Hi seeing as this is a Thoughtbot gem I thought I’d ask here first.

I’m reading through the Clearance gem’s source code (a habit I’m trying to get into to better my coding) and I’m trying to figure out what’s happening in the session management side.

In session.rb we have

def sign_in(user, &block)
      @current_user = user
      status = run_sign_in_stack

      if status.success?
        cookies[remember_token_cookie] = user && user.remember_token
      else
        @current_user = nil
      end

      if block_given?
        block.call(status)
      end
    end

In particular

cookies[remember_token_cookie] = user && user.remember_token

So if successful the cookie is set to the user’s remember token. But then when the request is finished and the rails app returns the result back to the rack middleware stack, clearance’s rack_session sets the cookie again like so

    def call(env)
      session = Clearance::Session.new(env)
      env[:clearance] = session
      response = @app.call(env)
      session.add_cookie_to_headers response[1] # <<- set again here
      response
    end

which is defined as

   def add_cookie_to_headers(headers)
      if cookie_value[:value].present?
        Rack::Utils.set_cookie_header!(
          headers,
          remember_token_cookie,
          cookie_value
        )
      end
    end

Can anyone explain the flow?

2 Likes

Session gets set to Clearance::Session.new, which you can tell sets an instance variable of @cookies to nil. After running the sign in block, we return to the middleware and then set the session cookie to the value needed.

I believe the reason for this is that then other middleware and Rack applications can make use of the value.

2 Likes

This is the part of Clearance I’m least confident about. What I’d probably try to do is remove that line in the controller to see if any tests break. Hopefully they will and I’d be able to trace through what’s going on at that point. If they don’t then I’d have some more work ahead to see if I trust that result and if I could actually remove that and rely on the middleware entirely.
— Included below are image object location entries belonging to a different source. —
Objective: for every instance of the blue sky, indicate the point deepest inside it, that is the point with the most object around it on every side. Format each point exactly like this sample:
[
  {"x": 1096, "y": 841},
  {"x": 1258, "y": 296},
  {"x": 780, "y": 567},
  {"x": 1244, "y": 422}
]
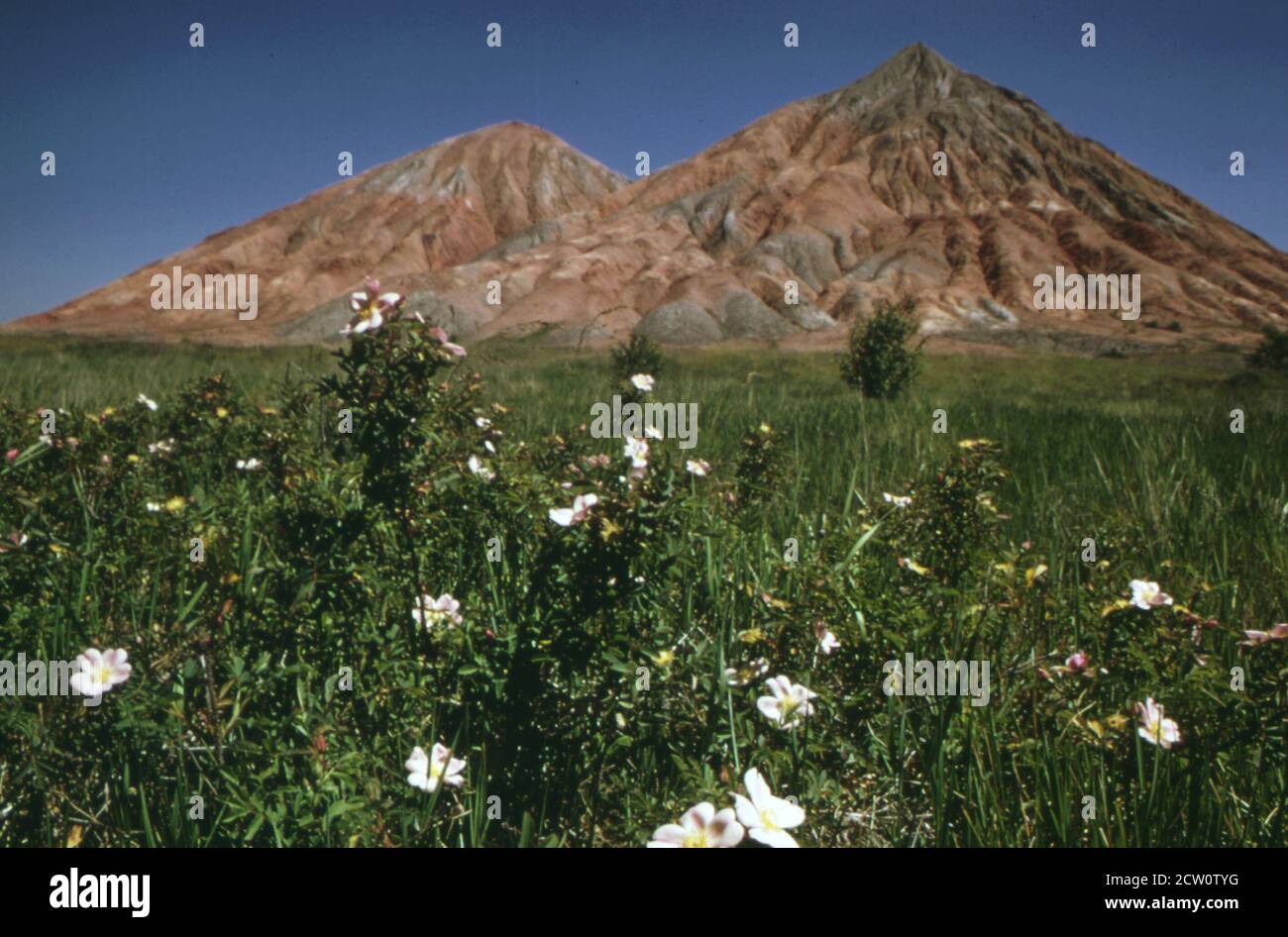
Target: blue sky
[{"x": 160, "y": 145}]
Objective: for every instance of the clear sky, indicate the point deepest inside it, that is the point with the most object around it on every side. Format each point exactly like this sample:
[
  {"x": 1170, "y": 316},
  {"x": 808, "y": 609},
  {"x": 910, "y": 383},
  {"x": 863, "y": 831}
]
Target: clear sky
[{"x": 160, "y": 145}]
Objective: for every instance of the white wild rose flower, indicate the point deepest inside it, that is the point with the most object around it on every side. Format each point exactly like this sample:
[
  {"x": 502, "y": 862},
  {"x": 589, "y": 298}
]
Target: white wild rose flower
[
  {"x": 1154, "y": 727},
  {"x": 438, "y": 768},
  {"x": 581, "y": 505},
  {"x": 700, "y": 828},
  {"x": 765, "y": 816},
  {"x": 99, "y": 672},
  {"x": 789, "y": 704},
  {"x": 636, "y": 451},
  {"x": 827, "y": 641},
  {"x": 430, "y": 611},
  {"x": 1146, "y": 594}
]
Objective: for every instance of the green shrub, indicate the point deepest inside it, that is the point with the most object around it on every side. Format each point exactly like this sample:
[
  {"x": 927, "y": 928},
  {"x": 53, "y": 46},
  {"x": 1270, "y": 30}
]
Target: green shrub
[
  {"x": 879, "y": 362},
  {"x": 639, "y": 356}
]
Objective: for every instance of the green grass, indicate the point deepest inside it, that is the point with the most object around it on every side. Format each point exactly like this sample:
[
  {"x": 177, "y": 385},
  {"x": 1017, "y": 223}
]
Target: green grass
[{"x": 1134, "y": 454}]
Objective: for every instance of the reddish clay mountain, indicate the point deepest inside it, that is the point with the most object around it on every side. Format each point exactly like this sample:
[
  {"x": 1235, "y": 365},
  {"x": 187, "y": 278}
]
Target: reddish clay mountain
[
  {"x": 423, "y": 213},
  {"x": 835, "y": 197}
]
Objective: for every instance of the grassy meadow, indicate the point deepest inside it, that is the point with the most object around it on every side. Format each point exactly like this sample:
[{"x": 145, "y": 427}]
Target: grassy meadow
[{"x": 587, "y": 686}]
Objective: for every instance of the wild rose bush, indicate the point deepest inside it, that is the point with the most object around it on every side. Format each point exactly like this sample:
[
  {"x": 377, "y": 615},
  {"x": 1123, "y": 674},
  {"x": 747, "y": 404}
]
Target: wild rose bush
[{"x": 368, "y": 614}]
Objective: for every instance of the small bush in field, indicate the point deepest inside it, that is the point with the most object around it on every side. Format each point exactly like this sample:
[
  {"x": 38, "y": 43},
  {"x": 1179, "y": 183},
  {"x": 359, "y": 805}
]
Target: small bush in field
[
  {"x": 879, "y": 362},
  {"x": 639, "y": 356}
]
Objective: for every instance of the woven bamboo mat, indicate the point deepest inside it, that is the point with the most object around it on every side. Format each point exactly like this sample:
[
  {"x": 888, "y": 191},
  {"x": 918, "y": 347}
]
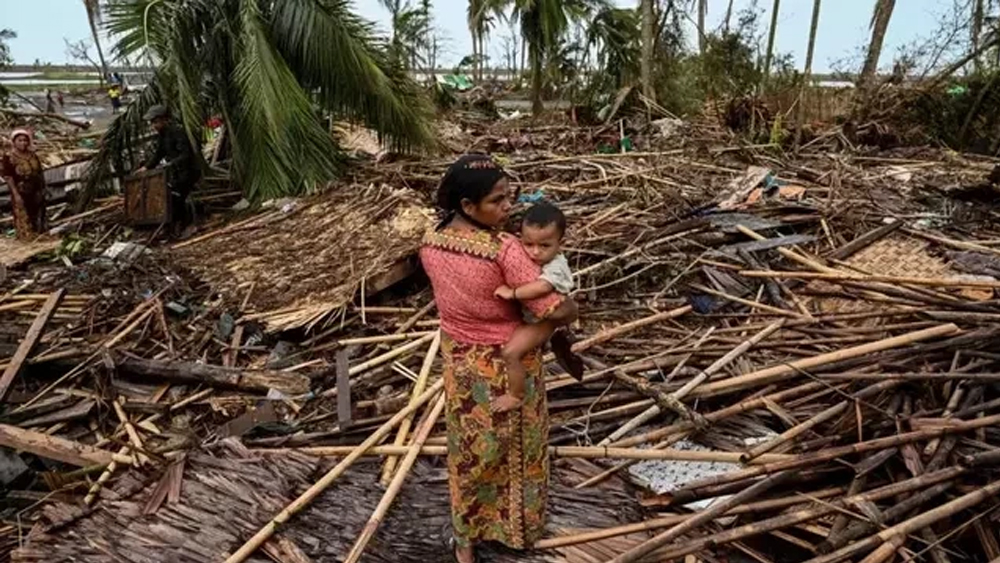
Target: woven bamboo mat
[{"x": 897, "y": 256}]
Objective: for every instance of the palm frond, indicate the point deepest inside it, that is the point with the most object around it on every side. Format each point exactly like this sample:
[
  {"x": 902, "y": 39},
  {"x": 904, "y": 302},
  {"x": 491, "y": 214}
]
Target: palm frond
[
  {"x": 337, "y": 54},
  {"x": 278, "y": 140}
]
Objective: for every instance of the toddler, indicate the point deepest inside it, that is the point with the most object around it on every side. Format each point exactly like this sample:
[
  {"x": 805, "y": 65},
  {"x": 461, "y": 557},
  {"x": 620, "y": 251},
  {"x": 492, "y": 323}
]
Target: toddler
[{"x": 542, "y": 231}]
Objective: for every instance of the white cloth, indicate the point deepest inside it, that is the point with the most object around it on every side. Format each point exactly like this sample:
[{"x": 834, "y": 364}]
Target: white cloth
[{"x": 558, "y": 274}]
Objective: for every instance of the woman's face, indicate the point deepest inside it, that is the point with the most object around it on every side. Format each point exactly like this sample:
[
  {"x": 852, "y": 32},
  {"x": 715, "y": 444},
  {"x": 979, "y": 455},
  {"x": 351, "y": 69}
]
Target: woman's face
[{"x": 493, "y": 210}]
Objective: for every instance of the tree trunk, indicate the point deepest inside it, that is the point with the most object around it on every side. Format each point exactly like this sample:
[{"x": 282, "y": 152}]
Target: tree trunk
[
  {"x": 702, "y": 12},
  {"x": 647, "y": 49},
  {"x": 770, "y": 45},
  {"x": 482, "y": 55},
  {"x": 475, "y": 54},
  {"x": 807, "y": 73},
  {"x": 537, "y": 107},
  {"x": 729, "y": 15},
  {"x": 880, "y": 22},
  {"x": 976, "y": 30},
  {"x": 91, "y": 17}
]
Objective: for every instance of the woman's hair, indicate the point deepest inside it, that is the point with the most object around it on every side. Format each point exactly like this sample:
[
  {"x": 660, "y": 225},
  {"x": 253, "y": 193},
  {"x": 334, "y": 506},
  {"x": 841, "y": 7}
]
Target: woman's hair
[{"x": 471, "y": 177}]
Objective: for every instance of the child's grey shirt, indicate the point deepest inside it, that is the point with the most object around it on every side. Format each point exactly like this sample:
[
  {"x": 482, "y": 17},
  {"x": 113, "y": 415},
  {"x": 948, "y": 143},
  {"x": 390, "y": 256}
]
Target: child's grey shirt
[{"x": 558, "y": 274}]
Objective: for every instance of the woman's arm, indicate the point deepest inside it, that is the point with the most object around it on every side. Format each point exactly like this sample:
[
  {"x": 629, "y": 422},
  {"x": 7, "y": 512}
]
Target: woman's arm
[{"x": 526, "y": 292}]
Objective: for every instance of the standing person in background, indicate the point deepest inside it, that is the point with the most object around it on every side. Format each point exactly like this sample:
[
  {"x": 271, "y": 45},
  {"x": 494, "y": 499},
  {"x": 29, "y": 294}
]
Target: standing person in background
[
  {"x": 183, "y": 170},
  {"x": 22, "y": 170},
  {"x": 498, "y": 464},
  {"x": 50, "y": 104},
  {"x": 116, "y": 98}
]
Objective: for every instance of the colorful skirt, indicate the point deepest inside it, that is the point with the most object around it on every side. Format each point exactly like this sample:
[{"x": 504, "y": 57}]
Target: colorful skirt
[{"x": 498, "y": 464}]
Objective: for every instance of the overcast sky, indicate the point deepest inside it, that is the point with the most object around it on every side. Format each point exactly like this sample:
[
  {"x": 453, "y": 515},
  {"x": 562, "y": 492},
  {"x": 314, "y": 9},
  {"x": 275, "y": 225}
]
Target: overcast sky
[{"x": 41, "y": 26}]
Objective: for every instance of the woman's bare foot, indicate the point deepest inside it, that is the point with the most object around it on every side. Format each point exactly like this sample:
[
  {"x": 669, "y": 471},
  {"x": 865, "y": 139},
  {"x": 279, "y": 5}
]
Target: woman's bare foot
[{"x": 505, "y": 403}]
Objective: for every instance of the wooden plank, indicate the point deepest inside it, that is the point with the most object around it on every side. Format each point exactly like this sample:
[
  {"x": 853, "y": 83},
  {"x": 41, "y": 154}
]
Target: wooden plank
[
  {"x": 343, "y": 389},
  {"x": 53, "y": 447},
  {"x": 29, "y": 341}
]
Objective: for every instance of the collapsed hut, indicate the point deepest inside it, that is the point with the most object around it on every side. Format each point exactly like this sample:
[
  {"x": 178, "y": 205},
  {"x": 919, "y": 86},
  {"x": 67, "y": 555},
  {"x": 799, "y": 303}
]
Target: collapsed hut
[{"x": 791, "y": 358}]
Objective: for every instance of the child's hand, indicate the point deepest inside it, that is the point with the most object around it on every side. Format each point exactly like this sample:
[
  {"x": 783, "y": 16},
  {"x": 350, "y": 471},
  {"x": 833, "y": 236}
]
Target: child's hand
[{"x": 504, "y": 292}]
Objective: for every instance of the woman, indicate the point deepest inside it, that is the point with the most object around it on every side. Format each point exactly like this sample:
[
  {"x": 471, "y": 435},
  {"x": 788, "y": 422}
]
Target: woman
[
  {"x": 498, "y": 466},
  {"x": 22, "y": 170}
]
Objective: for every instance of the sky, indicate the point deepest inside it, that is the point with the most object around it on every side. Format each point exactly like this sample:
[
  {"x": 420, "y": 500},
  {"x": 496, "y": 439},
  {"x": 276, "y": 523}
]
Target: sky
[{"x": 42, "y": 25}]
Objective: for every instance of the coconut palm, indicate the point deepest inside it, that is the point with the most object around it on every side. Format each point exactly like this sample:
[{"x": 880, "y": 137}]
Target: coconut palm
[
  {"x": 543, "y": 24},
  {"x": 879, "y": 24},
  {"x": 94, "y": 17},
  {"x": 613, "y": 35},
  {"x": 481, "y": 15},
  {"x": 269, "y": 69}
]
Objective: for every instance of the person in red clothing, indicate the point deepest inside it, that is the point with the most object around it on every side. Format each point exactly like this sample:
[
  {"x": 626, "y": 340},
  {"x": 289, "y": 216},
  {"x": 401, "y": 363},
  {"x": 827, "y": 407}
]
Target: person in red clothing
[{"x": 498, "y": 465}]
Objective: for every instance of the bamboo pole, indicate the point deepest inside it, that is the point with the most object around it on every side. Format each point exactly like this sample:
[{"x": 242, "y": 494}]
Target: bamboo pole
[
  {"x": 792, "y": 518},
  {"x": 858, "y": 528},
  {"x": 890, "y": 539},
  {"x": 778, "y": 372},
  {"x": 749, "y": 303},
  {"x": 673, "y": 519},
  {"x": 575, "y": 452},
  {"x": 619, "y": 330},
  {"x": 397, "y": 483},
  {"x": 309, "y": 495},
  {"x": 381, "y": 359},
  {"x": 700, "y": 518},
  {"x": 860, "y": 278},
  {"x": 808, "y": 460},
  {"x": 821, "y": 417},
  {"x": 679, "y": 431},
  {"x": 418, "y": 388}
]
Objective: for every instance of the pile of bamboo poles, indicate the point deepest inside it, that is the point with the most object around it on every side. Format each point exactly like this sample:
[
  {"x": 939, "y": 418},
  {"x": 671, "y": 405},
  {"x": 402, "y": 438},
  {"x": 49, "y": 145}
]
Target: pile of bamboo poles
[{"x": 851, "y": 405}]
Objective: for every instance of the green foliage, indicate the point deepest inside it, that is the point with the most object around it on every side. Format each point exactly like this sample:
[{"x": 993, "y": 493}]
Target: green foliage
[
  {"x": 5, "y": 59},
  {"x": 269, "y": 69},
  {"x": 962, "y": 114},
  {"x": 544, "y": 24},
  {"x": 613, "y": 34}
]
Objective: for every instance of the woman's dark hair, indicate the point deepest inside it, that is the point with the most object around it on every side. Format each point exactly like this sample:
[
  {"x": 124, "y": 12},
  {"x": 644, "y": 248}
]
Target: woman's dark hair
[
  {"x": 471, "y": 177},
  {"x": 543, "y": 214}
]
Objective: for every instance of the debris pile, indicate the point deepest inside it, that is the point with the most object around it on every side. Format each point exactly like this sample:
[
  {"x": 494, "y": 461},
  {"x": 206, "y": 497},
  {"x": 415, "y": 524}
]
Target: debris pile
[{"x": 787, "y": 355}]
I may find some time to play with tomorrow during investment time to give a better answer.

Thanks Pedro.

The problem is getting assigned twice the users token (not a nill value) in one successful sign in request. Once in session.rb and then again in the middleware.

So I’m wondering why twice, why not just in the middleware?

That’s what I was thinking too so I’m glad you said that.

Thanks @derekprior,

by controller do you mean session.rb?